It's not that I did not believe the other list. I just find it an annoying list, because it seemed to put all the pressure on the man. If this list was "reasons a man won't fill your emotional needs" Then I would expect women to act 100% the same as all the men did in your other posts.


----------



## Kobo (May 13, 2010)

Bigwayneo said:


> If this list was "reasons a man won't fill your emotional needs" Then I would expect women to act 100% the same as all the men did in your other posts.


 I didn't want to be the one to say it but :iagree:


----------



## Therealbrighteyes (Feb 11, 2010)

Bigwayneo said:


> It's not that I did not believe the other list. I just find it an annoying list, because it seemed to put all the pressure on the man. If this list was "reasons a man won't fill your emotional needs" Then I would expect women to act 100% the same as all the men did in your other posts.


Most people failed to see the list for what it was, written by women. At no point was it finger pointing or blame. It was female perspective regarding why women don't want sex with their husbands. An answer to the constant question asked here. Instead of taking heed, many just argued and dismissed it instead of looking inwards for a brief moment.
The men who seemed most irritated with the list are also the ones who speak openly about their lack of sex. Interesting connection.


----------



## Bigwayneo (Jan 22, 2011)

Brennan said:


> Most people failed to see the list for what it was, written by women. At no point was it finger pointing or blame. It was female perspective regarding why women don't want sex with their husbands. An answer to the constant question asked here. Instead of taking heed, many just argued and dismissed it instead of looking inwards for a brief moment.
> The men who seemed most irritated with the list are also the ones who speak openly about their lack of sex. Interesting connection.


Really? you went on and checked out ever negative poster to your other threads and looked up there past posts? Maybe its men who were doing it, or have tried and failed and frustrated it seems like the same old excuses seen. I am sure you are right on some of the posts though, that they didn't look "inward" at all, an just got angry thinking it was finger pointing. But yet again, maybe its just me, but the way you word things seems very "smart" ass. which is a huge turn off when trying to take in advice.


----------



## Trenton (Aug 25, 2010)

Bigwayneo said:


> Really? you went on and checked out ever negative poster to your other threads and looked up there past posts? Maybe its men who were doing it, or have tried and failed and frustrated it seems like the same old excuses seen. I am sure you are right on some of the posts though, that they didn't look "inward" at all, an just got angry thinking it was finger pointing. But yet again, maybe its just me, but the way you word things seems very "smart" ass. which is a huge turn off when trying to take in advice.
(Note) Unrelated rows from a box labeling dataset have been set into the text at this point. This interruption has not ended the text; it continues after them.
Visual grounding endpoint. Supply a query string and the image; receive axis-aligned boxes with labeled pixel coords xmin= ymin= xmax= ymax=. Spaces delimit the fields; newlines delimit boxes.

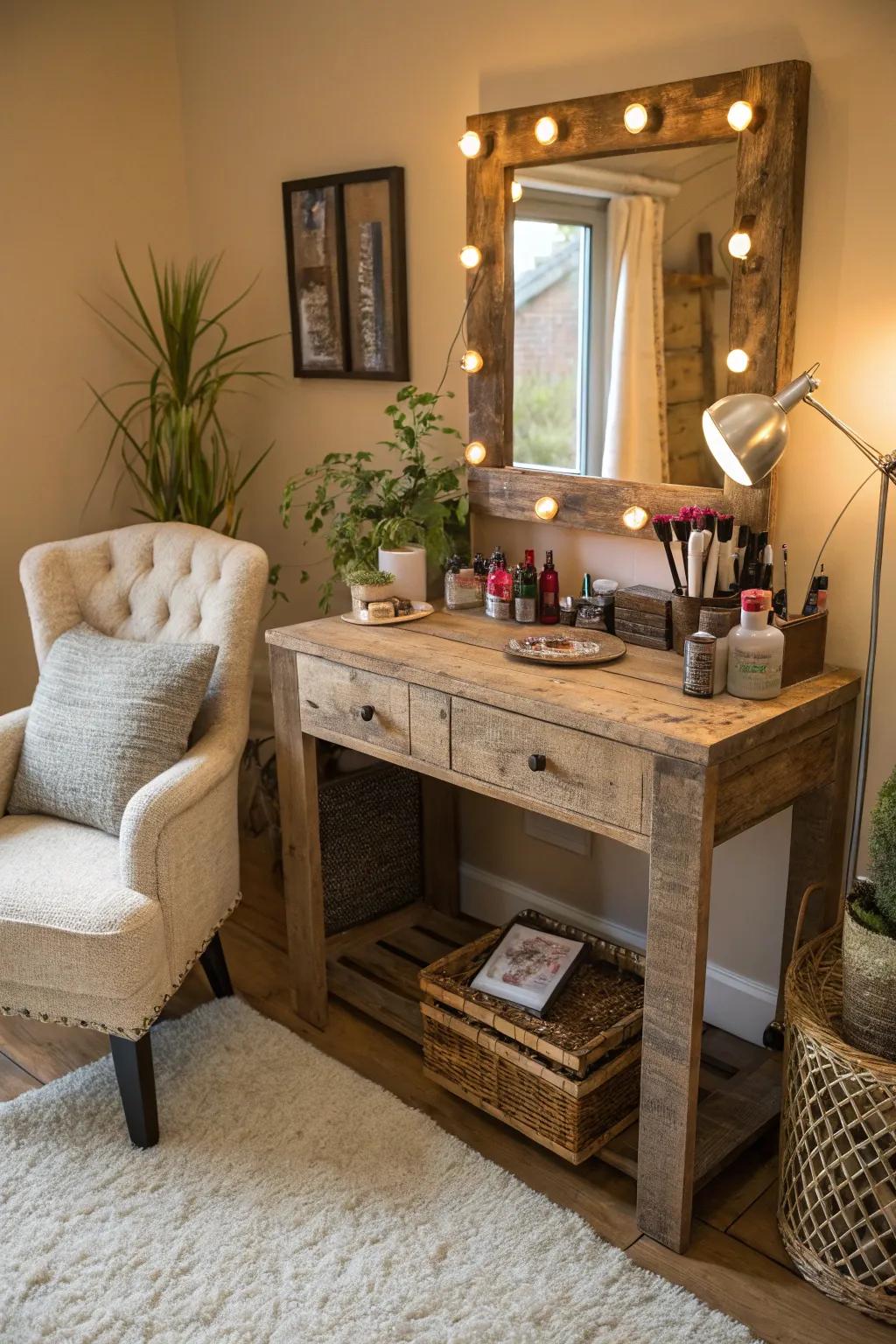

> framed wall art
xmin=284 ymin=168 xmax=410 ymax=382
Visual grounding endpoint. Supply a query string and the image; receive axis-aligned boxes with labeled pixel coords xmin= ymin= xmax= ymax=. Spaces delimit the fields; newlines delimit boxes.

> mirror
xmin=458 ymin=60 xmax=810 ymax=536
xmin=508 ymin=148 xmax=738 ymax=486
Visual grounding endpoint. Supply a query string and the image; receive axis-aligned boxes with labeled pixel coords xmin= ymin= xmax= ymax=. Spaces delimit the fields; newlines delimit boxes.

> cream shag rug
xmin=0 ymin=998 xmax=751 ymax=1344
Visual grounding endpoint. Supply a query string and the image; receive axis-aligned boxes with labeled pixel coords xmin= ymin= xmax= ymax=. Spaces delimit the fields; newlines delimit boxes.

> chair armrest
xmin=118 ymin=729 xmax=241 ymax=900
xmin=0 ymin=710 xmax=28 ymax=817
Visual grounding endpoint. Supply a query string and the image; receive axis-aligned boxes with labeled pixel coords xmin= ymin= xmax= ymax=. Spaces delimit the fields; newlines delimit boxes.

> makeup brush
xmin=703 ymin=514 xmax=735 ymax=597
xmin=735 ymin=523 xmax=750 ymax=587
xmin=653 ymin=514 xmax=683 ymax=595
xmin=672 ymin=509 xmax=690 ymax=578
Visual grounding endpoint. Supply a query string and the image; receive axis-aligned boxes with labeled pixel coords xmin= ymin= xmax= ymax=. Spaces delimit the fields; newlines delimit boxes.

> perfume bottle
xmin=539 ymin=551 xmax=560 ymax=625
xmin=513 ymin=551 xmax=539 ymax=625
xmin=485 ymin=549 xmax=513 ymax=621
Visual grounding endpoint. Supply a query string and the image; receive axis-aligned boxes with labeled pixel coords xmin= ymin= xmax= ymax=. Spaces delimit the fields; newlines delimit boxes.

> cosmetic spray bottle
xmin=728 ymin=589 xmax=785 ymax=700
xmin=539 ymin=551 xmax=560 ymax=625
xmin=513 ymin=551 xmax=539 ymax=625
xmin=485 ymin=549 xmax=513 ymax=621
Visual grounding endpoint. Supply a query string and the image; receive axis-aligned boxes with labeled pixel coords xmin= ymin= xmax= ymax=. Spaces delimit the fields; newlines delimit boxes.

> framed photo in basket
xmin=470 ymin=920 xmax=587 ymax=1018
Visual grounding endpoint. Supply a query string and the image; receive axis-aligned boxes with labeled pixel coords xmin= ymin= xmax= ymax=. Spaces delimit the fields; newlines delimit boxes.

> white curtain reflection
xmin=600 ymin=196 xmax=669 ymax=481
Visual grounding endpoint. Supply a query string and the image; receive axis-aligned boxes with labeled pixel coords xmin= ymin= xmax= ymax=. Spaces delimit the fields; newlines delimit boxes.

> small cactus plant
xmin=850 ymin=769 xmax=896 ymax=938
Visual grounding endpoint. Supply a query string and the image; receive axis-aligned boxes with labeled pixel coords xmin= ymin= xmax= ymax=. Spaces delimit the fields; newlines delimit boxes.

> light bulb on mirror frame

You got a little of that "smart" ass tone to your posts. Perhaps we should start a club!:smthumbup:


----------



## SaffronPower (Mar 6, 2011)

good list *claps*


----------



## Blue Moon (Sep 7, 2009)

I really don't think it's this deep in the majority of situations


----------



## Therealbrighteyes (Feb 11, 2010)

Bigwayneo said:


> Really? you went on and checked out ever negative poster to your other threads and looked up there past posts? Maybe its men who were doing it, or have tried and failed and frustrated it seems like the same old excuses seen. I am sure you are right on some of the posts though, that they didn't look "inward" at all, an just got angry thinking it was finger pointing. But yet again, maybe its just me, but the way you word things seems very "smart" ass. which is a huge turn off when trying to take in advice.


My join date was Feb 2010. I read the posts and I see the theme. 
Please remember that these are NOT my feelings but those of others. I didn't say I agreed with them, I was simply posting reasons cited by 7 women who I know. Many men challenged me. Okay, that is fair. So I challenged back and asked them to print out the list and hand it to their wives and ask them if anything on that list was true. 
**Crickets**
Arguing is better I guess. 
If I come off as a smart ass, I apologize. I really was posting this and my knowing its ensuing wrath as an answer to the constant question about why wives don't want sex. It certainly wasn't an end all answer as many men have done all these things and the bedroom is still cold. I get that. 
The point I was trying to make is if a man can read the "list" and perhaps see something on there that he isn't doing, maybe things can turn around. Or as I suggested, print it out and have an open and honest discussion with the wife and go from there.


----------



## sexcounselor (Nov 27, 2012)

Therealbrighteyes said:


> So, I posted reasons why women don't want sex with their husbands and a solutions list to resolve this as well. Alot of women were curious why some men do not want sex with their wives but I would like to spin that from the negative and turn it more in to the positive. Call me the female Dan Savage. So ladies, if you see you are lacking in this list, this might be your key to a happier sex life.
> 
> To preface, these are 4 married men and one divorced man. 2 are happily married for over 12 years, 1 is unhappily married for 7 and another is divorced but in a serious 3 year relationship. The last is my BIL who is dealing with his wife's infidelity. Married 10 years and struggling. They often call me or email me for advice as I have known most of them for over 20 years and they are very close friends of my husband and yes he knows they all ask for advice.
> 
> ...


----------



## strugglinghusband (Nov 9, 2011)

Therealbrighteyes said:


> Most people failed to see the list for what it was, written by women. At no point was it finger pointing or blame. It was female perspective regarding why women don't want sex with their husbands. An answer to the constant question asked here. Instead of taking heed, many just argued and dismissed it instead of looking inwards for a brief moment.
> The men who seemed most irritated with the list are also the ones who speak openly about their lack of sex. Interesting connection.


where might I find the list/post on the womans perspective "why woman dont want sex with thier husbands"?

PS. You are 100% spot on why we want to make love/sex with our wives


----------



## Woodchuck (Nov 1, 2012)

After 47 years with the same woman, I think my list would be this.......

1) I love her....

2) For a newlywed, the wonder and newness of exploration, the amazing giving and recieving pleasure, lust, tenderness, joy...

3) After the newness has diminished, it is the sharing and comfort two people can give each other...The buffer between them and the world...The warm place they find in each others arms

4) Later in life, remembering all of the above.....


----------